Nature tourism, sustainability, the reduction of mass travel and the opening of new markets will define the coming stage, for which companies and tour operators will have to create original products for a different tourist, one that is health-conscious and cares for the environment.

In August, the two organizations agreed on the need for a gradual reopening of international borders following individual claims, which in the case of the UNWTO had the participation of UN Secretary-General António Guterres, who presented the document “Tourism and COVID-19”.

The official, who considered it imperative to rebuild the tourism industry in a “safe, fair and climate-friendly” manner, pointed out five priorities for this process, of which the first was “to mitigate the socioeconomic effects on livelihoods, in particular, the employment and economic security of women”.

The other four were: boosting competitiveness and creating resilience, among others, through economic diversification and the promotion of SMEs; advance the innovation and digital transformation of tourism; promote sustainability and green growth, and devoting greater attention to coordination and responsible leadership.

The WTTC did so through a document presented during the virtual seminar “The Future of Travel and Global Tourism”, in which it called for the reopening of international borders, with health checkpoints, internal closures of risk areas in each country, and government aids.

The council proposed four actions for the recovery of tourism: the opening of borders and removal of barriers; conducting tests to control the pandemic; adopting health and sanitary protocols; and government support to workers in the industry as well as companies.

Meanwhile, the UNWTO made agreements with similar organizations, such as the International Maritime Organization, to rescue the cruise sector; the International Air Transport Association, in the commercial aviation sector, and the Food and Agriculture Organization, with the intent of developing rural tourism.

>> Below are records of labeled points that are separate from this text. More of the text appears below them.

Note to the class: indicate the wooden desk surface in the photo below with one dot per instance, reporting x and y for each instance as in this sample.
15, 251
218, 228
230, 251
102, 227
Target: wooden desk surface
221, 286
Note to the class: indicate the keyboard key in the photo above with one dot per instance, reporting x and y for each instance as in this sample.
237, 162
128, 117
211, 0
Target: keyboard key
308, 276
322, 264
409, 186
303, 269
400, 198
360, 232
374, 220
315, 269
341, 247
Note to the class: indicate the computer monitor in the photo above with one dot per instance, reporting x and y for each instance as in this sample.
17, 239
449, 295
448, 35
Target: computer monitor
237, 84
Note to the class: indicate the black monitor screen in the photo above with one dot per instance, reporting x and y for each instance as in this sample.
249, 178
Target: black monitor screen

Shortly before the G20 summit in September, which included a segment dedicated to tourism, the UNWTO signed a memorandum of understanding with the group to promote, together with the world’s largest economies, the restart of activity by generating confidence in travelers and sustainability as the main plan for recovery and growth.

Along the same lines, during the meeting held in August by the Group of 7 plus 3 invited countries, a hundred CEOs of the tourism activity grouped in the WTTC asked the 10 participating heads of state to define coordinated measures in order to save the industry and end the year without tourism.

It was the first time that presidents and directors of the entity made a request of this type to the group made up of Germany, Canada, the United States, France, Italy, Japan and the United Kingdom, plus the 3 invited countries: Spain, Australia and South Korea.

To restore the confidence of tourists, the greatest achievement of the WTTC was the creation of the ‘Safe Travels Stamp’, which guarantees that whoever has it complies with standardized health security protocols for the coronavirus pandemic.

In November, the UNWTO records point out that there was a relaxation in international restrictions in 152 countries, which represent 70% of destinations.

Both the UNWTO and the WTTC hope that with the distribution of vaccines and the new tourism regulations, losses will be cut to 1 trillion dollars by the end of 2020, and that by 2022, the recovery will be completed, allowing the economic impact of tourism in the world to grow up to a 25% compared to 2019, the last pre-pandemic period.